A visit to the Museum of Chinese in America sets the stage for a visit to any (or all) of the city's three major Chinatowns: Flushing in Queens, Sunset Park in Brooklyn and Lower Manhattan's original and ever-expanding Chinatown. Also, visitors can sample authentic Italian fare in Manhattan's Little Italy along Mulberry Street, along Arthur Avenue in the Bronx or all throughout Staten Island, which has the highest percentage of Italian Americans of any county in the US. Brooklyn's large Caribbean community, centered in Flatbush, throws an annual Labor Day carnival with a parade that draws millions of spectators to Eastern Parkway, while the Polish enclave of Greenpoint has become a go-to spot for pierogi, kielbasa, and old-country comfort foods.

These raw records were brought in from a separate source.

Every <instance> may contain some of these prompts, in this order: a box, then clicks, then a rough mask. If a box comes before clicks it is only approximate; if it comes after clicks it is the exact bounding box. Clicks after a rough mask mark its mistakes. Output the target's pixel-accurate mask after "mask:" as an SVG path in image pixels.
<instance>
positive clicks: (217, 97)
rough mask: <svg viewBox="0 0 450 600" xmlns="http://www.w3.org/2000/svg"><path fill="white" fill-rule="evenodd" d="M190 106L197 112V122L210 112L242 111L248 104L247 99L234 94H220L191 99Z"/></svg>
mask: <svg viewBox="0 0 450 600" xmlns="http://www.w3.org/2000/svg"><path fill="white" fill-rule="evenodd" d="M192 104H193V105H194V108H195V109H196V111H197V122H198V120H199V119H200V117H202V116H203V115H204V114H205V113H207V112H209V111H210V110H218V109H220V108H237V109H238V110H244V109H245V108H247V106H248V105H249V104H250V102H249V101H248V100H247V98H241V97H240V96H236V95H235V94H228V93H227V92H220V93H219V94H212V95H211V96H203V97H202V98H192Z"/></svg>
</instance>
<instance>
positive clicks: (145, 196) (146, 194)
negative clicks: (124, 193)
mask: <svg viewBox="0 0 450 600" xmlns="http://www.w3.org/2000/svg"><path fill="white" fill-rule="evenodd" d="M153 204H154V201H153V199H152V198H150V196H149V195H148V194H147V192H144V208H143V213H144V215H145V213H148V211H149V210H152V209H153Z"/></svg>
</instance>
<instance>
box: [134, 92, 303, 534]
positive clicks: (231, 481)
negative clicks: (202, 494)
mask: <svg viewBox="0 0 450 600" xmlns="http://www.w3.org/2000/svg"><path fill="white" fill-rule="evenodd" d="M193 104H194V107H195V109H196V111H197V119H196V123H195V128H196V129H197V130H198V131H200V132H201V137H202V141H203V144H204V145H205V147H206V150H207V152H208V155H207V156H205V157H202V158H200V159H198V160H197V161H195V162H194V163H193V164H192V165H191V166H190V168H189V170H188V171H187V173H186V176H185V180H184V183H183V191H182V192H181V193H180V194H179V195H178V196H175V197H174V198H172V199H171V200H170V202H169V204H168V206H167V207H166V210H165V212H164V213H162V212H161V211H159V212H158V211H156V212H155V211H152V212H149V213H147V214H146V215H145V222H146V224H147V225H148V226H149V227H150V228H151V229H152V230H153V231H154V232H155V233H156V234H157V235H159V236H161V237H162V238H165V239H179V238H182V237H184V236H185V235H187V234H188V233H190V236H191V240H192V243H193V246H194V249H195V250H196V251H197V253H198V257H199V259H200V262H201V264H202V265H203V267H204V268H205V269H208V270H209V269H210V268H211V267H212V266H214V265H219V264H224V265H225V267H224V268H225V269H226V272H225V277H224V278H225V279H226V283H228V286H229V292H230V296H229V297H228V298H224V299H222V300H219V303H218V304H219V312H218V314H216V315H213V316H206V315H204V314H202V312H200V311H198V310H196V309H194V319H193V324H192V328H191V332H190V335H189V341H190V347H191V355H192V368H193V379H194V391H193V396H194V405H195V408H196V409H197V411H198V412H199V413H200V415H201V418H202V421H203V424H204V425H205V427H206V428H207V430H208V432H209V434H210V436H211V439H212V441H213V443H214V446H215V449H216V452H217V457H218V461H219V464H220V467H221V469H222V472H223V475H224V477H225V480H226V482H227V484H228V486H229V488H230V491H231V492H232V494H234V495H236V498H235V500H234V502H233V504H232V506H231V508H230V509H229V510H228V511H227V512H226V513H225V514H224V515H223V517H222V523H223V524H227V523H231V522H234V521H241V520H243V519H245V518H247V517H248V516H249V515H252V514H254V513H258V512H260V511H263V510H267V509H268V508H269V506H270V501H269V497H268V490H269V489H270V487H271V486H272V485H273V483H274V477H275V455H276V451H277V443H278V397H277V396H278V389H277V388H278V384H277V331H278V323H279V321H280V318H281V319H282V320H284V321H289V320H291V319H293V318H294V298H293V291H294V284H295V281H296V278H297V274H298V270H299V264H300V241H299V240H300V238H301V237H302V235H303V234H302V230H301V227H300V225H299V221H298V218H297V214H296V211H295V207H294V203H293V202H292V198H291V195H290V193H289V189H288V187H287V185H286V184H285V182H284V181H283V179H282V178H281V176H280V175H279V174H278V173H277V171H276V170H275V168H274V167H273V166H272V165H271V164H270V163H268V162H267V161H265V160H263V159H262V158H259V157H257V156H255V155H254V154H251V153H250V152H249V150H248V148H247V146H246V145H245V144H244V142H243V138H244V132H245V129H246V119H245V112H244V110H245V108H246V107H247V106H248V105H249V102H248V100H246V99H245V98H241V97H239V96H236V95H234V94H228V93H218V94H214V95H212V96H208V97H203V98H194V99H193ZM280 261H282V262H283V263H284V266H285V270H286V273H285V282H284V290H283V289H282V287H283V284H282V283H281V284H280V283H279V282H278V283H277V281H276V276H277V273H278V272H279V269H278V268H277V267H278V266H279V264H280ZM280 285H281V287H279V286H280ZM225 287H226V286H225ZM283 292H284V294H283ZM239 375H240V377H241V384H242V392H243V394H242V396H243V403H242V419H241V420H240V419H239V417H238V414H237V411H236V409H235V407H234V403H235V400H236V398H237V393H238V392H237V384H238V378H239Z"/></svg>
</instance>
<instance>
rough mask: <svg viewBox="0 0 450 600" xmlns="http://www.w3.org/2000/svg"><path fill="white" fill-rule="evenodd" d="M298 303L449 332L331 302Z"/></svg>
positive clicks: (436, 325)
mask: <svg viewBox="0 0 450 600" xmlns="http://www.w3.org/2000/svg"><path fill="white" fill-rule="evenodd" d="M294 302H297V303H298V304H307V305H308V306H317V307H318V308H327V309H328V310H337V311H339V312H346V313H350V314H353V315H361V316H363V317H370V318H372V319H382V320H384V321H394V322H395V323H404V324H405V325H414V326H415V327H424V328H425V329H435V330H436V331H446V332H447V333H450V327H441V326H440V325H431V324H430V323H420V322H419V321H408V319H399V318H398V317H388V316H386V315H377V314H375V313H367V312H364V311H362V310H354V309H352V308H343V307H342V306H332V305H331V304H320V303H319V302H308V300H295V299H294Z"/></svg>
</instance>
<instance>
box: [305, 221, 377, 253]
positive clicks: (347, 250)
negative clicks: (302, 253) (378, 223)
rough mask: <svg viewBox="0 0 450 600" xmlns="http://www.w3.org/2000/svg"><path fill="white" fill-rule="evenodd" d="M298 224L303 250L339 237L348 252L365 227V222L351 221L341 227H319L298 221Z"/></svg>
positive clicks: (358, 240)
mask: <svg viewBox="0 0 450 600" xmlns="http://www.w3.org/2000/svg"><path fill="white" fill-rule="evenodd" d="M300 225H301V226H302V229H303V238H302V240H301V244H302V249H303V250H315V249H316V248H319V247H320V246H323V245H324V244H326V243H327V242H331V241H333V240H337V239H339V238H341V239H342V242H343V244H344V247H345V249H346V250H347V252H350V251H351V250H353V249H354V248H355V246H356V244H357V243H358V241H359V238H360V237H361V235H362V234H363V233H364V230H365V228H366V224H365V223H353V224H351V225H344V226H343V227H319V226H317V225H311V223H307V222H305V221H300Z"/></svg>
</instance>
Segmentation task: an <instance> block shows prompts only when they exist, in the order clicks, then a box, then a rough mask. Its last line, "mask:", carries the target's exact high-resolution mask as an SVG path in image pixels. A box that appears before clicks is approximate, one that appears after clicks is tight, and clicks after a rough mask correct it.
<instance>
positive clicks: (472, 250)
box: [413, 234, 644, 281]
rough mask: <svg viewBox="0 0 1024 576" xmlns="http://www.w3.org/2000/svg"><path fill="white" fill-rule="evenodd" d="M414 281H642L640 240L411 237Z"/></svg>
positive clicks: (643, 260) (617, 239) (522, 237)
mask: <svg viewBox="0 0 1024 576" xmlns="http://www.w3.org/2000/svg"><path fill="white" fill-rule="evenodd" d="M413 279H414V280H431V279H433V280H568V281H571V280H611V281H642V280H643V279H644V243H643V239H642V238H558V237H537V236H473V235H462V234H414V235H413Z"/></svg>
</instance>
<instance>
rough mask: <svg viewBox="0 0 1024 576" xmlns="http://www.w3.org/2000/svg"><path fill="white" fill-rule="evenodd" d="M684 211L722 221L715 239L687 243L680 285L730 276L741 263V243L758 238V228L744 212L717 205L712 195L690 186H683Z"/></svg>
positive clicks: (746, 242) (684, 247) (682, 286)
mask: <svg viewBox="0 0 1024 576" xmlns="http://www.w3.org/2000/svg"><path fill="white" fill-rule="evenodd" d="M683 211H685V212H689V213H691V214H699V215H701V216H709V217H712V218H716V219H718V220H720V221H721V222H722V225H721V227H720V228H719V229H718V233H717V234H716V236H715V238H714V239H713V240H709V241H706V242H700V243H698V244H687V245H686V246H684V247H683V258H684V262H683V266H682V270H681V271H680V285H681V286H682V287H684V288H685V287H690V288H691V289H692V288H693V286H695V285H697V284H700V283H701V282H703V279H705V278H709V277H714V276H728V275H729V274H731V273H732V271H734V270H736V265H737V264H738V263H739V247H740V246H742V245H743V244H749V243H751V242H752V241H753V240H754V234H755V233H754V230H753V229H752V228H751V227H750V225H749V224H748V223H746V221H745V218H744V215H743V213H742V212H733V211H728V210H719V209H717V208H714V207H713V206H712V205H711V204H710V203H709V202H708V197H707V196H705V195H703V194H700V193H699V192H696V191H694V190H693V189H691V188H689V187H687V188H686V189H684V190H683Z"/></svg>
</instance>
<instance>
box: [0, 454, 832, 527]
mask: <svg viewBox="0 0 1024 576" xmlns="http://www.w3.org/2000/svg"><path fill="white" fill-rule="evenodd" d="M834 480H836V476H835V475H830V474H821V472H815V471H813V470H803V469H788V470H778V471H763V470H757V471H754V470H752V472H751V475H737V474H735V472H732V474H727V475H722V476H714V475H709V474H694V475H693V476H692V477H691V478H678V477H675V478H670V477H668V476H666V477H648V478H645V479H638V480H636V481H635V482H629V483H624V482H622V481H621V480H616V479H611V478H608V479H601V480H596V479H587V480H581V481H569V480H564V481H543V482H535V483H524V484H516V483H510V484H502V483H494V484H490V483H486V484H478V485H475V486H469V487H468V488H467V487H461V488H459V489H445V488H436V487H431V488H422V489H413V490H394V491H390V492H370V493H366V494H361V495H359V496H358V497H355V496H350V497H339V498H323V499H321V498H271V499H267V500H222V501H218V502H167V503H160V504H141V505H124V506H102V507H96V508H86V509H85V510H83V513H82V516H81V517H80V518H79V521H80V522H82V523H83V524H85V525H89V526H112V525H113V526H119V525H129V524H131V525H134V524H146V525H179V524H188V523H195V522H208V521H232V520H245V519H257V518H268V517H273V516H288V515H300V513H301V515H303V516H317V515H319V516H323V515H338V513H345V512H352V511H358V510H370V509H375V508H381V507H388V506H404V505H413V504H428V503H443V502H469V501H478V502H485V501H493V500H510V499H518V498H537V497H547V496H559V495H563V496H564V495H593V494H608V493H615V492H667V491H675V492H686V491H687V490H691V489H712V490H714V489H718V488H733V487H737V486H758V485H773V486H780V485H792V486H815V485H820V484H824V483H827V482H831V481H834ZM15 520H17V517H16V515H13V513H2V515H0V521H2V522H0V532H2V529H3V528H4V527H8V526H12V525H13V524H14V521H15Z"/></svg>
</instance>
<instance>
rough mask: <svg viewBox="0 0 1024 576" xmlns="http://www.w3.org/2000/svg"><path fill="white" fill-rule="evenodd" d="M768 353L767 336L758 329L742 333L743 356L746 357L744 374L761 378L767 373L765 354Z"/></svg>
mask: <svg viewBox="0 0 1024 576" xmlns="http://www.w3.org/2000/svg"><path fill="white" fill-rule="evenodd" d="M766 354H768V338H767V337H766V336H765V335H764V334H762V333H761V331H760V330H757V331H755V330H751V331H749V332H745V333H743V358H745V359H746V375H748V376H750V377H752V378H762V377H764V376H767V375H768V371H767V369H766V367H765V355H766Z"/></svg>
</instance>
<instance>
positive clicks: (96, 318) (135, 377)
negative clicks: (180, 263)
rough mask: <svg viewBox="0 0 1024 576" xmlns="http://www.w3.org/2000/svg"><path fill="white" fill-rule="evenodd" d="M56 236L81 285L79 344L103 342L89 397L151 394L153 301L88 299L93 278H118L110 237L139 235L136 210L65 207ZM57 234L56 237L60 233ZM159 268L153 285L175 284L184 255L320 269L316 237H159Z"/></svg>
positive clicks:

The cityscape of NYC is as diverse as its people. From the Gothic Revival Woolworth Building to the art deco Chrysler Building to the high modernist Seagram Building to the postmodern confections along the High Line, New York City serves up a melange of architectural styles, not to mention a living history of the skyscraper. A recent super-high-rise building boom has raised the city's count of 1,000-plus-foot skyscrapers to seven (with four more under construction), more than any other city in the U.S.

Back down on the ground, the city has abundant parkland—more than 28,000 acres—and 14 miles of public beaches, which adds up to plenty of room for outdoor enthusiasts to explore. No trip to New York City would be complete without a stroll through Central Park; visitors can ride the historic carousel or take a gondola ride on the lake. In winter, there's outdoor ice-skating in Brooklyn's Prospect Park at LeFrak Center at Lakeside. At The New York Botanical Garden in the Bronx, the largest such garden in any city in the United States, visitors can enjoy the orchids in the Victorian-era greenhouse, the tulips and daffodils and seasonal delights of the sprawling outdoor gardens, and the 50-acre old-growth forest, a taste of the vast woodlands that once covered the city. Also in the Bronx, Wave Hill is a more intimate garden set on the grounds of a historic estate overlooking the Hudson River and the Palisades.

And then there are New York City's attractions—the city's storied museums, famed entertainment, multiple sports teams and expansive nightlife. On any given evening, groups could see the finest in ballet, opera, and classical music at Lincoln Center for the Performing Arts; or a show on Broadway (or Off-Broadway). During the day, they could explore 2 million works of art, from Egyptian to European, at The Metropolitan Museum of Art; the world-class modern art at MoMA; or the Brooklyn Children's Museum's kid-friendly exhibits, which have been delighting families for over 100 years. One World Observatory has recently claimed honors as the city's highest viewing spot, but the Empire State Building and Top of the Rock observatories remain iconic must-see experiences. New York City's attractions and cultural life are like New Yorkers themselves—dizzyingly diverse, always welcoming of visitors, and without a doubt, beyond compare.